Mr Sharma said he was concerned “some universities have become a little too dependent on foreign university students as a source of revenue” and may be favouring short-term financial interests over long-term national security concerns.
“It’s a good thing that Chinese students are getting exposed to our way of thinking, and an appreciation for the freedoms and liberty we have here,” he said. “We’ve seen that debates and lectures have been shut down or silenced because they don’t agree with the mainland Chinese world view.
“That’s something we need to guard against.”
More than 700,000 international students study in Australia – the backbone of the country’s $17 billion education export sector – of which more than one in four students are Chinese.
Victorian senator James Paterson said recent restlessness in Hong Kong had shone a spotlight on the foreign influence risks at Australian universities.
“I’ve been concerned for some time about attempted foreign interference in Australian universities, both as a by-product of the hunger for international students and more deliberate efforts at influence,” he said.
“Our universities must understand their obligation to ensure the values we espouse as a nation are upheld on campus too, including free speech, the right to protest and academic freedom.
“It’s also vital that our foreign influence laws are complied with in both letter and spirit.”
Mr Wilson agreed, saying Australia must “keep a watchful eye that universities not become a vehicle for foreign governments to exercise soft influence in Australia”.
The four Liberals join Andrew Hastie, chairman of the Parliamentary Joint Committee on Intelligence and Security, who recently argued “choices will be made for us” unless Australia revisited its approach to China.
Thousands of protesters attended rallies in Sydney, Melbourne, Brisbane and Adelaide on Friday night days after Hong Kong students in Australia said further violent clashes with pro-China students were likely.
Australian National University and the University of Technology Sydney placed security guards at pro-democracy “Lennon Walls” – named after a Cold War-era wall in the Czech Republic where dissidents wrote messages inspired by the Beatles singer John Lennon – after several were dismantled by pro-Party Chinese students.
The University of Sydney said Chinese international students were integral to campus life and Australia’s foreign interests.
“We are proud of the contribution our international students make to the academic and cultural life of the university, including our students from China,” a spokeswoman said.

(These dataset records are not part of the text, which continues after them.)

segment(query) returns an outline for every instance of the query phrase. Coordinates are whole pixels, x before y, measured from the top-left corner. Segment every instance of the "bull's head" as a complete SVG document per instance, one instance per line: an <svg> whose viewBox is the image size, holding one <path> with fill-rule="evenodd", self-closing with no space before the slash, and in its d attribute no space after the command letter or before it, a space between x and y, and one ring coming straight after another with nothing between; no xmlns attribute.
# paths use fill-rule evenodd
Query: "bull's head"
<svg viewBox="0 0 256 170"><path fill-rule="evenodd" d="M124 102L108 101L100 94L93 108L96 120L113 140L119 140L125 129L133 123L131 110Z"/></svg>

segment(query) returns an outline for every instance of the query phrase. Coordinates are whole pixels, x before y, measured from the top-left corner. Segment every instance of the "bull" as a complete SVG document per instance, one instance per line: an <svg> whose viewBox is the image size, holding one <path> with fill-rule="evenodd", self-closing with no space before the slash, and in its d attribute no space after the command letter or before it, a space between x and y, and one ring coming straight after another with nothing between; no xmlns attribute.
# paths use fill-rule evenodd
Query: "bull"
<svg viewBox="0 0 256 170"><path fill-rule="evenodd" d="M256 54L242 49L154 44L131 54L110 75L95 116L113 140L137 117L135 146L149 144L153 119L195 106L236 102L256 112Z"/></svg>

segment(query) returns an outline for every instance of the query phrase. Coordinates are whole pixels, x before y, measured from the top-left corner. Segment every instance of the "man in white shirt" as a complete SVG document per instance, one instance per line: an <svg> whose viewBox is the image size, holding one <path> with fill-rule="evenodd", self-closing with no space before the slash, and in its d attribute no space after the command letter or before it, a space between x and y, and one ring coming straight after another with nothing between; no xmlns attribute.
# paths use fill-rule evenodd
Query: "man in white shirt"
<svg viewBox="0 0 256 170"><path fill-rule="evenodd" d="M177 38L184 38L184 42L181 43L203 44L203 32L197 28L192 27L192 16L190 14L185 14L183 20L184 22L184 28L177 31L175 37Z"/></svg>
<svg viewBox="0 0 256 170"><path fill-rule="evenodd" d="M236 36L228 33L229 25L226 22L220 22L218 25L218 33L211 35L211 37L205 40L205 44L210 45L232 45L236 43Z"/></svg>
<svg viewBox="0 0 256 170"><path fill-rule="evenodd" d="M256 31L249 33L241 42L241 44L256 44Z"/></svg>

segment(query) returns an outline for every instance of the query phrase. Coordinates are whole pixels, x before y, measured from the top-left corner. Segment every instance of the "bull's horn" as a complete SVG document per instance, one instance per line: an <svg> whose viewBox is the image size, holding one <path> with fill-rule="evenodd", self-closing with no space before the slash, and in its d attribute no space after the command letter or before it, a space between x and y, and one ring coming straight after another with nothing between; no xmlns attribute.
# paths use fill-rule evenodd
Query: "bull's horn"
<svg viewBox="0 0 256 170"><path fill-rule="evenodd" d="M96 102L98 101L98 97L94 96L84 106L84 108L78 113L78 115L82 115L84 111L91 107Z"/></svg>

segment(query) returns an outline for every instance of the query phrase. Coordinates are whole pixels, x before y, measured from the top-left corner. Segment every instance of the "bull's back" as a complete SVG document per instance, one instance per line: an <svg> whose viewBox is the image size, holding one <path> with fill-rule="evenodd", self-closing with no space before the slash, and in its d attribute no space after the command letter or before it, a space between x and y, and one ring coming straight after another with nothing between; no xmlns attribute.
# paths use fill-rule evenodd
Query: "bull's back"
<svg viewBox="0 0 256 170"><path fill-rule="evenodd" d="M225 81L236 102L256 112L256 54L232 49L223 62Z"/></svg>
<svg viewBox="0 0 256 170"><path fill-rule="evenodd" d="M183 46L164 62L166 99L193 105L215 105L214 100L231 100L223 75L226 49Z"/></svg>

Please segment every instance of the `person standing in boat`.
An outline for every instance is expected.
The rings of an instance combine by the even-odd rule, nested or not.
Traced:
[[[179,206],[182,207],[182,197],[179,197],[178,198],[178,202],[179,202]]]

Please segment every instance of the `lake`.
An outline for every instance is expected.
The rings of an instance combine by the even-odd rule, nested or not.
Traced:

“We believe international students serve a key role in Australia’s foreign policy agenda. Australia and the world require graduates who are not just technically competent but who can become the leaders our societies need – global citizens.”
An Australian National University spokesman said the university wouldn’t tolerate violence or harassment on campus.
“ANU is a community of diverse backgrounds and many different views and experiences. Each member of our community is entitled to share their views, and to disagree with the views of others. We expect, however, that this contest of ideas will remain respectful even in the midst of the most robust of debates.”